The point is that whenever I go out after the tourists have left the odds of seeing folks sixty years old and above are strikingly high. In the grocery store today, I was walking behind a white-haired woman pushing her cart, accompanied by a middle-aged woman, who appeared to be her daughter, or at least a close relative. Together, they were filling their cart while discussing the choices available on the shelves. The older one could easily have been in her eighties. She walked with care, but she walked. And she was fully engaged in the shopping.
In the same store, I bumped in to an old friend of Carol’s, a woman with whom she had worked on various local history projects. That woman was a descendant of one of the original farming families. Her intense interest in her own family, and by extension, local history led her to me when I was working on my historical novel set here and based on a sensational 1895 murder case. She and Carol became fast friends.
She was there shopping with her husband. We chatted a bit, and I filled them in on Carol’s condition. We discovered we were all in our middle seventies.
The first woman was in her eighties.
All of us doing our weekly grocery shopping.
What’s wrong with this picture?
Carol is not yet sixty-five, and will never again join with me in this mundane chore.
And I feel profoundly cheated.
Cheated in a particular way that Stephen Crane wonderfully presented in his short story “The Open Boat.”

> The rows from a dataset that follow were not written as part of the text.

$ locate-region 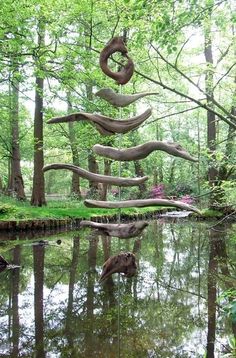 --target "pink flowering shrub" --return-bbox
[151,184,165,199]
[179,194,194,205]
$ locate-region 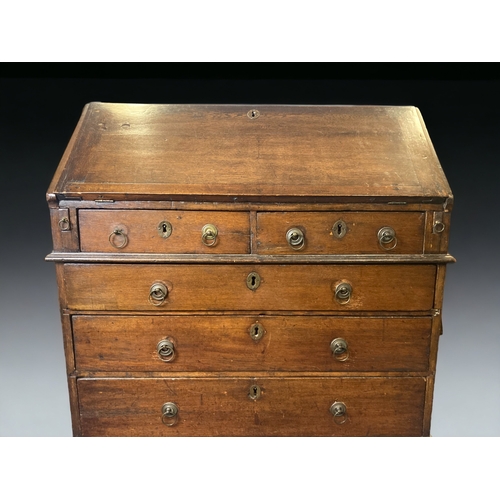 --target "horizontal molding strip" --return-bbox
[45,252,456,264]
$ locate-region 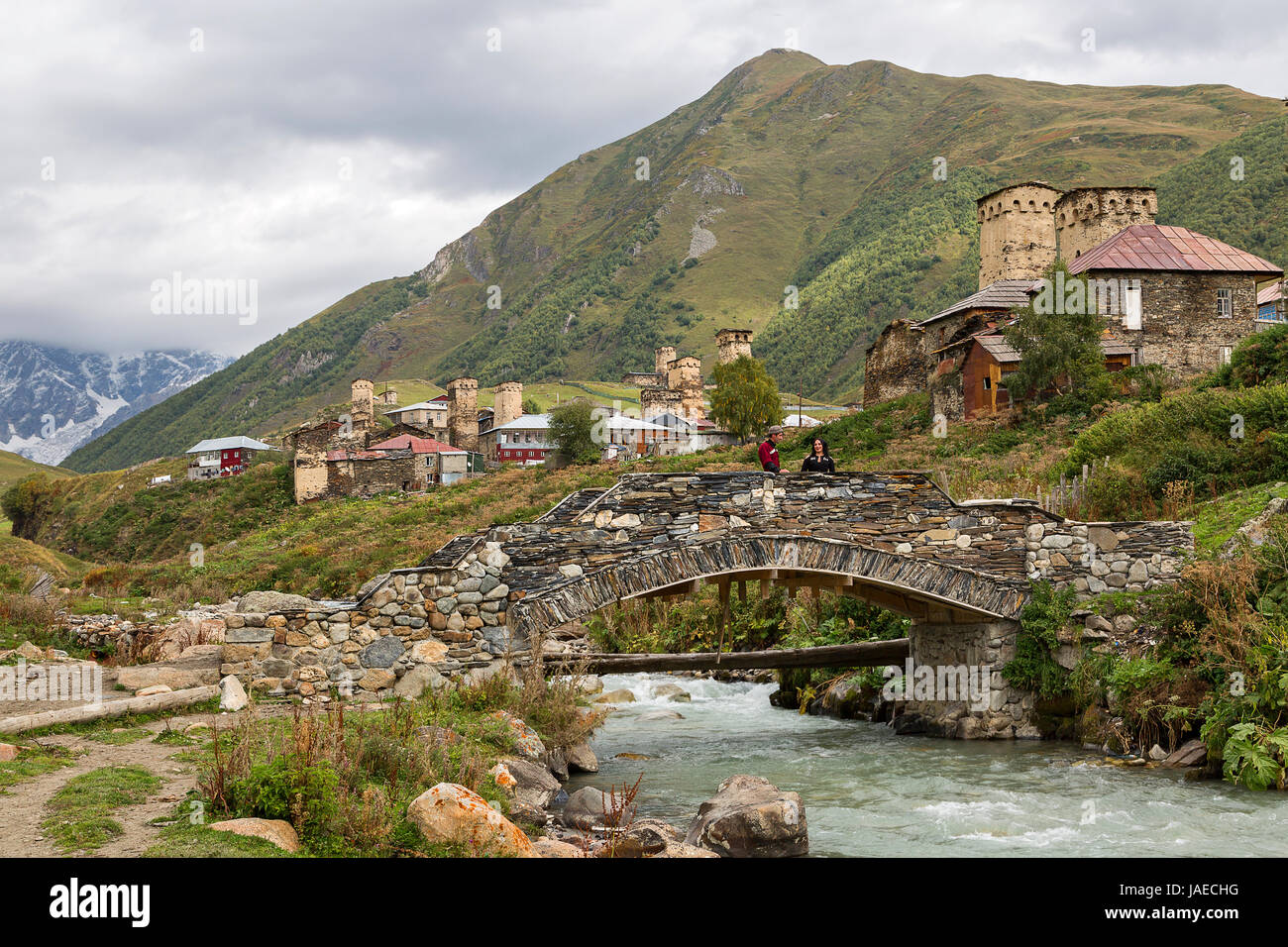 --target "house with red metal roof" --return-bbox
[1257,279,1288,327]
[1069,224,1284,373]
[863,181,1283,417]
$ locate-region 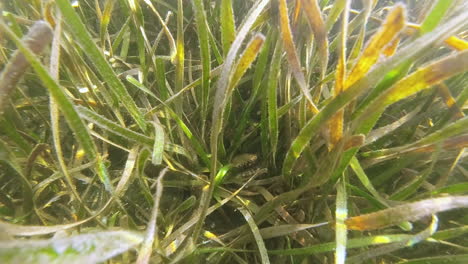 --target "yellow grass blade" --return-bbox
[344,4,405,89]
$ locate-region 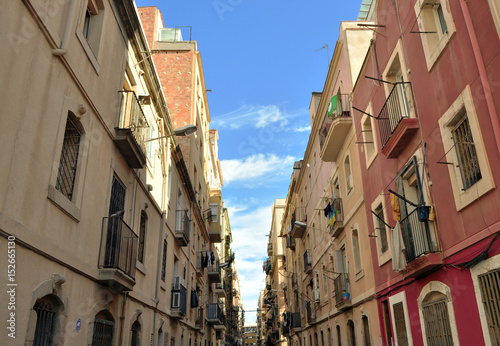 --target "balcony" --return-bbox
[114,91,149,168]
[304,250,312,274]
[214,282,226,297]
[401,208,442,277]
[333,273,352,310]
[286,234,295,251]
[207,303,226,329]
[208,197,222,243]
[328,198,344,237]
[290,312,302,332]
[175,210,190,246]
[319,94,352,162]
[377,82,419,158]
[98,216,138,292]
[290,212,307,238]
[207,260,221,283]
[171,277,187,318]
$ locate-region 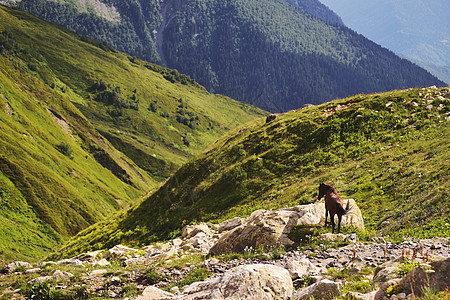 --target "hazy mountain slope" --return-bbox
[3,0,444,111]
[60,88,450,256]
[163,0,442,111]
[284,0,344,25]
[321,0,450,82]
[0,6,263,258]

“When it occurs to a man that nature does not regard him as important . . . he at first wishes to throw bricks at the temple, and he hates deeply the fact that there are no bricks and no temples . . . . Thereafter he knows the pathos of his situation.”
Thus Crane describes the thoughts of a man in a lifeboat, who contemplates the real possibility that he and the others with him in the boat, could well die, killed by the indifferent force of nature, the ocean on which like a tiny cork they bob within sight of land they cannot reach.
That is how I feel. I want to strike out at something, but can find no target except the indifferent force of dementia.
Carol’s disease substitutes for Crane’s nature, both violently hostile, and yet indifferent, seemingly unaware, of the damage they inflict.
This train of thought brings me to another piece of Crane’s writing, one of his bitingly acerbic short poems:
A man said to the universe:
“Sir, I exist!”
“However,” replied the universe,
“The fact has not created in me
A sense of obligation.”
Yes Carol and I exist.
Bobbing on the indifferent waves in our own little boat within sight of the unreachable and slowly receding land.